High-fat foods are known to be generally unhealthy to the human body. A new study provides further data about the extent of the harm: this type of diet disrupts the sugar uptake in the brain, the restoration of which comes with a heavy price to pay.
The researchers, led by Jens Brüning, the Director at the Max Planck Institute for Metabolism Research in Cologne, fed mice with foods rich in fat for three days with the aim of gaining more insight into the development of obesity and diabetes. This led to a decrease in the glucose level reaching the brain.
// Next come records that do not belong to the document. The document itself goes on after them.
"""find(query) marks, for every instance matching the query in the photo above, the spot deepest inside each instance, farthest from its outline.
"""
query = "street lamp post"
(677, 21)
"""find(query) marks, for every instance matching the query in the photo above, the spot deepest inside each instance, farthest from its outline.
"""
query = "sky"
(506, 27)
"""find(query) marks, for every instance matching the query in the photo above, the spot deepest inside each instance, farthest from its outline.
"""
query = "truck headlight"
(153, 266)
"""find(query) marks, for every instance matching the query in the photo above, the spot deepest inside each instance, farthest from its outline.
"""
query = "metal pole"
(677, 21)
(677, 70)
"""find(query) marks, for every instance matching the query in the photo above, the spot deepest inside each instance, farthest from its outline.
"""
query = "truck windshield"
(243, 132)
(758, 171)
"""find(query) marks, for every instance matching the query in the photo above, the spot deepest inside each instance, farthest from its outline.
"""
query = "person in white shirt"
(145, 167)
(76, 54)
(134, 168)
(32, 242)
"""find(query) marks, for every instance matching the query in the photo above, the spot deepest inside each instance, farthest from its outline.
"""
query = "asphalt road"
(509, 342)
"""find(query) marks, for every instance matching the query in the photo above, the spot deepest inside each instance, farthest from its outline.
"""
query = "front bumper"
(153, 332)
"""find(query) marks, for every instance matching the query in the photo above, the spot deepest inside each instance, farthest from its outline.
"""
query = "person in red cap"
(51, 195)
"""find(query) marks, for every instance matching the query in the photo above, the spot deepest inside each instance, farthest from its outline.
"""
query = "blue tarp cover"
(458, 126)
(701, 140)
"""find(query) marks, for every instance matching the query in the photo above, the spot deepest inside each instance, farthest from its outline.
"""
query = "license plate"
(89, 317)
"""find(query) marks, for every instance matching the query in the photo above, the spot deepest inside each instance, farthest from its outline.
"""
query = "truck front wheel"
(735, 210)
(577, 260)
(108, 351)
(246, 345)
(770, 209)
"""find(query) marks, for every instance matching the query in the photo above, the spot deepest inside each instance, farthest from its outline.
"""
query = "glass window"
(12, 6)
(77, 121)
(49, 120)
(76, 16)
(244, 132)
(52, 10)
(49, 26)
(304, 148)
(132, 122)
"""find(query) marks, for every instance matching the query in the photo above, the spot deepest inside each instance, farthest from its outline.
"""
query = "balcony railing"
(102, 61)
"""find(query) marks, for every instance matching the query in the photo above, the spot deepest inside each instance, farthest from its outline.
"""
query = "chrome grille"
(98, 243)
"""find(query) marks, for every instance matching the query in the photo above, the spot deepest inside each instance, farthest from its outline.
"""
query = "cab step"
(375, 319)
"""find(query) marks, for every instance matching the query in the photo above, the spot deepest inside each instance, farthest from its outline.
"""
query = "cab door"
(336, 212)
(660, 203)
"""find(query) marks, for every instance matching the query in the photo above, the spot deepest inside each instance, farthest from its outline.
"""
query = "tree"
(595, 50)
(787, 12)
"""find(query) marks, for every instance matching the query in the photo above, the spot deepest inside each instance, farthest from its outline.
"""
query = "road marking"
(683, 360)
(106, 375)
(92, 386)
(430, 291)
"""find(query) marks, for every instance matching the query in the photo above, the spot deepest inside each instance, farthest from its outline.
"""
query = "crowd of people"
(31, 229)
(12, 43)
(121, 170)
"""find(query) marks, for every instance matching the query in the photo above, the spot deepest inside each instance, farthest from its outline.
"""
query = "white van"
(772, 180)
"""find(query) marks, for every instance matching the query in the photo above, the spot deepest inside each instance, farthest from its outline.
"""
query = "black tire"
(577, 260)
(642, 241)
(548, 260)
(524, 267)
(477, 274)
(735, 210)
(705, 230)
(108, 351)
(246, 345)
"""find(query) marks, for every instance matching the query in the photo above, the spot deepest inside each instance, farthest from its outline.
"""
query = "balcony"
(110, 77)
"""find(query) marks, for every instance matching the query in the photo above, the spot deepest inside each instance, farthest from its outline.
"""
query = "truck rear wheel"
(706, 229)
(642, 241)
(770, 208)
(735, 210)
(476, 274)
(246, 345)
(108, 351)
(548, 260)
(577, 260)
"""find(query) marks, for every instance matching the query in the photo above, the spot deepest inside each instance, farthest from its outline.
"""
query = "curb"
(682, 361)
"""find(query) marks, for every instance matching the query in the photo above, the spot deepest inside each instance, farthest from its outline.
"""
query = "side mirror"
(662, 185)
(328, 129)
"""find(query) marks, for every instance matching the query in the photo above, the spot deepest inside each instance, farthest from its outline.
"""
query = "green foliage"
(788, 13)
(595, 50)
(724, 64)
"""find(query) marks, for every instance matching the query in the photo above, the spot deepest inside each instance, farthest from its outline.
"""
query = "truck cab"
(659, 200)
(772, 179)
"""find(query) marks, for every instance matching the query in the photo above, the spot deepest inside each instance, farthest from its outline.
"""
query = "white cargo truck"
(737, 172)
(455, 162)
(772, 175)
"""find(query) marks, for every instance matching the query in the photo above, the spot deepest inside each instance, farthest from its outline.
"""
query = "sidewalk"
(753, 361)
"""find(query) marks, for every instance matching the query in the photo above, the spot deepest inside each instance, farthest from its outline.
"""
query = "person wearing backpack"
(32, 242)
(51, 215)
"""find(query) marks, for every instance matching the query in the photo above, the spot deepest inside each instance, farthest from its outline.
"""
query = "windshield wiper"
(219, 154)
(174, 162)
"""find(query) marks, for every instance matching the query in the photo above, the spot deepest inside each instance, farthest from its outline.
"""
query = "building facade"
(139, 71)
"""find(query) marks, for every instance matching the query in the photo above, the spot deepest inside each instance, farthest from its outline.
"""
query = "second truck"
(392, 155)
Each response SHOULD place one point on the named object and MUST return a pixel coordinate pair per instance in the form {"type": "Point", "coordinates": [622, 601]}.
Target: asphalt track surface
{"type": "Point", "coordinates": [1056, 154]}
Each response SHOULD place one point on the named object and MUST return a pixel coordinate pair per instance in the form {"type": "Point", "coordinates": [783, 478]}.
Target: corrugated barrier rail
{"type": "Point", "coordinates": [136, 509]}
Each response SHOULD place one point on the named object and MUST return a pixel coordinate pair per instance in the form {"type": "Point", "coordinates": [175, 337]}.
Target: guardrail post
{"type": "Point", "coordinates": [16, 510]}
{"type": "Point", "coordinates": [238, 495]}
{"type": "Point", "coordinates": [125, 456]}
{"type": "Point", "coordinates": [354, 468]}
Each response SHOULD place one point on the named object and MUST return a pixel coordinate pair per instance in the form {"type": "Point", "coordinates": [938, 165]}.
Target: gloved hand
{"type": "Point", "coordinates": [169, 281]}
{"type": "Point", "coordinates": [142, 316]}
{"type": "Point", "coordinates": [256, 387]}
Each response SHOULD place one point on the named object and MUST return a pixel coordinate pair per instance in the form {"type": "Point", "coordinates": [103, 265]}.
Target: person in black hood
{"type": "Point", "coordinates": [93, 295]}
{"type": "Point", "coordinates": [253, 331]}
The effects of the high-fat diet was felt in only 3 days’ time, points out Alexander Jais, one of the authors. It decreases the uptake of blood glucose in the brain such that the latter is left starving in spite of the fact that the mice have been consuming a great quantity of calories. Looking deeper into the matter shows that the most important protein carrier of glucose, the GLUT-1, was reduced in number; since the channels allowing the passage of glucose into the brain cells were fewer, the brain did not receive its normal amount of the nutrient. The decrease in GLUT-1 might possibly be promoted by saturated fatty acids roaming free in the blood.
The researchers were also able to point out the specific brain areas that lacked glucose, namely the hypothalamus, and the cerebral cortex. The former is known to monitor metabolism while the latter is associated with memory, and learning processes.
Now, what does the brain do when undergoing this stress situation? It calls for macrophages from the immune system to produce growth factor VEGF which, in turn, enhances the synthesis of GLUT-1, and boosts the carrier’s function. The GLUT-1 is then placed directly at the endothelial cells of the blood-brain barrier. It takes 4 weeks for the glucose levels in the brain to be back to normal. However, if the mice do not have the VEGF, the brain has to stay starved of glucose, which leads to memory and learning impairment, explains Jais.
How does this contribute to the development of diabetes? According to Jais, it is because of the “selfishness of the brain”. When glucose-deprived, the brain enhances appetite for sweet foods so that it obtains glucose, and at the same time, the glucose uptake in muscles is inhibited. This causes muscle cells to become insulin-resistant which can pave the way for diabetes.